Germaine Acogny m’a raconté son histoire, celle d’une famille et de ses conflits, celle de son pays d’accueil le Sénégal, de ces moments d’exil en Europe et de retour sur ses terres. Son désir, qu’elle m’avait communiqué avant notre rencontre, de se confronter au théâtre pour sa prochaine création m’est alors apparu profondément juste.
Tu sais où tu es né, mais non où tu mourras ! Tiviglititi, le sage, Les récits d’Aloopho.
Lors de nos échanges, Germaine m’a beaucoup parlé de sa grande mère Aloopho, prêtresse du Dahomey, la mère du sacré, du puissant ! À la lecture des récits d’Aloopho, j’ai fait le rapprochement entre ces paroles tragiques, archaïques et prophétiques, et la souffrance qui imprègne les grandes figures de femmes de la tragédie grecque. Médée, son histoire, celle de chaque spectateur qui se construit encore, qui se cherche, c’est la tragédie de la vérité. C’est une reconnaissance de soi finalement, une solitude face au monde.

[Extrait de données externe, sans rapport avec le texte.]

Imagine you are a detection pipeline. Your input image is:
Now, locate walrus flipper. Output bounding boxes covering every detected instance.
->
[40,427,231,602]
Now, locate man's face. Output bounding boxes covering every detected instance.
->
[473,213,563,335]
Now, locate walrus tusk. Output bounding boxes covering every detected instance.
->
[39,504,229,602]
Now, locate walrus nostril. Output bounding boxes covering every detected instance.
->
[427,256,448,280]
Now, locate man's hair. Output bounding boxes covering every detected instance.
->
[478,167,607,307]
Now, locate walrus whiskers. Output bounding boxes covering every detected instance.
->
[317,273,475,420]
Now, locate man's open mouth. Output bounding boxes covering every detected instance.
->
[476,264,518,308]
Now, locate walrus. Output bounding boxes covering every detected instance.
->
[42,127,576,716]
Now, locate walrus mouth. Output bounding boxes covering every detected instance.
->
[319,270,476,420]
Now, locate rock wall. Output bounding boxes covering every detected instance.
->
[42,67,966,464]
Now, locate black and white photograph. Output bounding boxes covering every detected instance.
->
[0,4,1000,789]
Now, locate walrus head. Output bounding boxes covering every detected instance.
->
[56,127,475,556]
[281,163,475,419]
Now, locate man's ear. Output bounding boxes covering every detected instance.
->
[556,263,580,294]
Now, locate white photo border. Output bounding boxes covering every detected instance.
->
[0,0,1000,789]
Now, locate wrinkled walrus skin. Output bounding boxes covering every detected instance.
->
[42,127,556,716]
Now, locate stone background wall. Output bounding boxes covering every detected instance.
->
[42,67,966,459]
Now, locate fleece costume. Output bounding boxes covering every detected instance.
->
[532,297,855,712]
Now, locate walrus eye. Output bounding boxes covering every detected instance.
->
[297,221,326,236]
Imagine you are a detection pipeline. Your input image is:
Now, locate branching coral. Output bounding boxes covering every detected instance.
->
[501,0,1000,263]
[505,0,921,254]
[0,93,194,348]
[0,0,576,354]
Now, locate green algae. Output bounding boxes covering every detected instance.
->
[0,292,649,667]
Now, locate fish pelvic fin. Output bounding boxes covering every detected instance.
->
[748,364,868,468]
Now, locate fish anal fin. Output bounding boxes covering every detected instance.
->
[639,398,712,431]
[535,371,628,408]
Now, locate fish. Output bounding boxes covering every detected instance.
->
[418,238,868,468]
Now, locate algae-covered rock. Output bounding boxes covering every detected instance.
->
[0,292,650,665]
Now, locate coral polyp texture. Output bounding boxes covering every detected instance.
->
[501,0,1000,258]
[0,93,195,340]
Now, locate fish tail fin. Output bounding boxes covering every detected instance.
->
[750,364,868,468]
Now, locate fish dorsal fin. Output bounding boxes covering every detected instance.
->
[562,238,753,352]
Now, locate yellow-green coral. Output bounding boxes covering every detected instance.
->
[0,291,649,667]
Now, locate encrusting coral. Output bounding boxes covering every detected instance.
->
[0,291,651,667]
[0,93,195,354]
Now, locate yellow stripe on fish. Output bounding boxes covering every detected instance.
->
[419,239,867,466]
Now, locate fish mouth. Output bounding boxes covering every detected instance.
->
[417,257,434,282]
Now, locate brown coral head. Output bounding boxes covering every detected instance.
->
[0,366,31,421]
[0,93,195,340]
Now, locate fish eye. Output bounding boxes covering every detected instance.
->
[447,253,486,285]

Germaine incarne ce que nous sommes tous devenus, des humains en transit, des exilés, des convertis et reconvertis, des gens qui se perdent et se retrouvent, où finalement l’identité n’est pas une finalité, mais bien un chemin. Combien d’Européens ne s’adaptent pas, ou ne veulent pas, ne peuvent plus s’adapter à ce continent ? Donner à voir comment nous sommes devenus ce que nous sommes, et qui nous voulons être à l’avenir. Faire dialoguer l’occident et l’Afrique, c’est trouver ce noeud de corps et de sable face à la fable du monde moderne. Les répétitions ont commencé à Toubab Dialaw au Sénégal. Pour moi ça a été une première rencontre aussi avec un pays, un continent, et à travers Germaine Acogny une histoire que je ne connaissais pas et que j’ai choisi de raconter par l’intime, le seul endroit peut-être à pouvoir contrer les idéologies porteuses d’amalgames simplificateurs. Je ne pouvais pas parler de l’Afrique du point de vue de l’expert, ou du militant, mais seulement en partant de l’impulsion des imaginaires et des caprices de la réminiscence qui se confrontent sur la place du théâtre et de la danse. Cette violence et à la fois cette douceur que j’ai ressentie lors des répétitions et mon questionnement sur ma légitimité de prendre en charge l’histoire personnelle de Germaine qui comprend un manque, une trahison, en échos à la grande histoire, a été un voyage dans le jeu du souvenir et de l’oubli. La mémoire familiale se rappelant à nous en image, en odeur, en sensation, en son. Nous parlons évidement de blessures sur scène, mais aussi comment nous, artistes, pouvons apporter un regard et un apaisement. Proposer une matérialité à cette histoire c’est aussi défier l’oubli sans amertume, accepter même de pouvoir faire le deuil de nos mythes structurants, recyclés ou encore vivants.